The sun was sinking behind the trees by the time we reached the river bank. Grandfather began walking along the river's edge tying fishing lines to low hanging tree limbs. Seeing this I knew we were there for the night. The sun was gone by the time all the lines were secured and the hooks baited. Now grandfather sat down and pulled out a mason jar of sweet spearmint tea a refreshing treat for the long night ahead. As darkness came closer the noises changed from day light sounds to those of the night creatures. Now stretched out on the river bank we listened to the sounds as we gazed up into the night sky and watched the stars twinkle.
At each sound I would ask grandfather what made the noise. The sound of a fish ("atsadi" ) jumping, the croak of a bullfrog ("kannuna" ). "Close your eyes and see with your ears, grandfather said." See with your ears? "I don't understand, grandfather," ("Tlaigagoliga, edudi" ) I replied. Grandfather had a way of confusing me until I thought out the words. He did not answer, so I listened and saw with my ears. I "saw" the whippoorwill (tsgawalegwala), I "saw" the rabbit (tsisadu) moving towards the water, I "saw" the owl (wahuhi) as it flew lower in search of the rabbit. Opening my eyes I saw millions of stars moving across the sky. I knew that those stars made up the Milky Way.
"Grandfather how did the Milky Way come to be?" Pulling out some of grandmother's homemade bread from his bag, grandfather broke me off a piece and began a story that I remember to this day.
" Listen, Usdi Duya, once there were people in the southern part of the world that made corn meal. The women would pound the dried corn in a pounder with a large stick till it was a fine powder. They would work all day to make the powder and then store it in large kettles, pots, and bowls in a storehouse for the winter. After a few days of pounding the corn they began to notice that some of the kettles were not as full as they were supposed to be. It was being taken.

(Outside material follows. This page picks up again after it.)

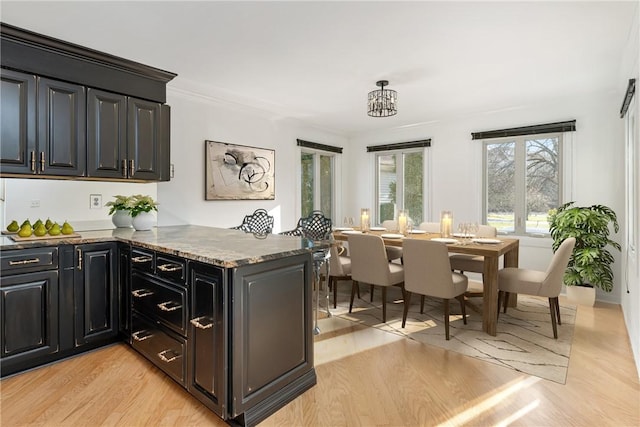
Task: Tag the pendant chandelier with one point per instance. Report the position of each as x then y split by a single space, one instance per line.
382 102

They examined the ground around the storehouse and noticed tracks. They decided to hide and watch the next night to see who was stealing the corn meal.
Seven women decided to hide inside the storehouse. They crouched behind the large pottery kettles and waited. Well after midnight all the women had gone to sleep except one. She watched and waited in the darkness. Suddenly she heard a noise outside and then noticed a bluish glow like a bright moonlight. The light came closer to the storehouse. The woman crouched even further behind the kettles, afraid of what was coming toward her. She picked up a stick laying beside her. The door to the storehouse opened.
In walked a wolf with a strange glow around it. The wolf walked over to one of the kettles that was brimming with freshly made corn meal and began to eat. Suddenly the woman began to scream, waking the other women. They opened their eyes and noticed the wolf inside. They all jumped up and ran towards it. The woman with the stick began hitting it till it ran out of the storehouse. The wolf became so frightened that he jumped into the air and began flying in a wide circle back toward the north. As he flew drops of corn meal fell from his mouth. They glowed as the wolf did and so he left a trail that today we call the Milky Way.
I laid there thinking about this remarkable story as "edudi" silently slipped off into the night to check the lines. Sleep came upon me as I pictured the "waya" flying across the sky. A gentle touch to my forehead woke me as "edudi" stood there with his old leather bag over his shoulder and a large string of fresh catfish in his hand. "Where are we going, grandfather ?", I asked. As he walked off I heard him say in his quiet voice, "owenvsv "(home).
It was this childhood story that was the inspiration for this series of "Cherokee story bowls". "Where The Wolf Ran" ("Waya Tsunstanunyi") is the first in the series as I try to take the stories held in oral tradition and make them a living piece of Cherokee history. I hope you enjoy "reading" the bowl and sharing the story with others.
This gourd bowl measures 21 inches around with a diameter of 7 inches. The opening is 5 inches in diameter with a height of 4 1/2 inches.
It is decorated with blue beads and copper cones with Bluebird feathers. It tells the Cherokee story of how the Milky Way was made.